The final wake-up. He drives me to JFK and walks with me to the check-in counter.

“Call me when you reach home.”

“Okay.”

He hugs me tightly and kisses me.

“I’ll see you in two weeks.”

“This every other weekend thing is going to cost us an arm and a leg,” I say and he laughs.

“Airline tickets: 500 dollars. Showering with you in the morning: priceless.”

“You’ve never showered with me.”

“There’s a whole lot of things we haven’t done together. But we will,” he says and kisses me again, then shoves me gently towards the security check.

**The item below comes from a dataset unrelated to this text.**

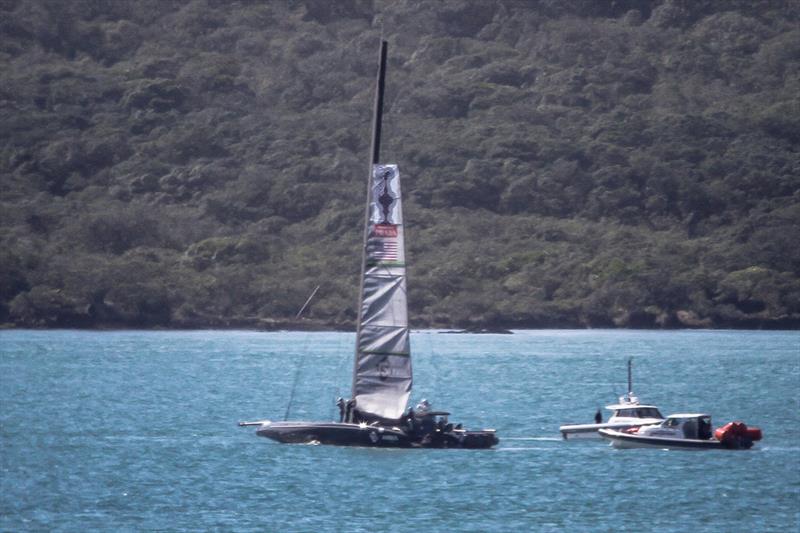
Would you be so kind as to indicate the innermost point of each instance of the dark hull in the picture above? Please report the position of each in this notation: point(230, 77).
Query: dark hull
point(625, 440)
point(373, 436)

I look back at him once I’m through and he smiles and raises his right hand, his middle and ring finger folded against his palm, his other fingers and thumb extended.

“It’s me. I’m home.”

“Good flight?”

“Yeah, fine.”

“Tell Catherine something for me, will you?”

“Sure.”

“Tell her I said you’re the one thing.”

“You’re the one thing?”

“No. You.”

“Huh?”

“Quote: Gil told me to tell you I’m the one thing. End quote.”

“Gil told me to tell you I’m the one thing? What the hell is that supposed to mean?”

“She’ll know.”

“I wish I did,” I grumble and I hear him laugh.

When I give Catherine the message, she smiles.

“Tell him that in that case I forgive him for not sending a postcard.”

“I don’t know when I’ll be talking to him next,” I warn. “It might be a while.”

“Yeah, right,” she scoffs and despite myself, I grin.

Twelve days and a wake-up. And then we’ll be together again.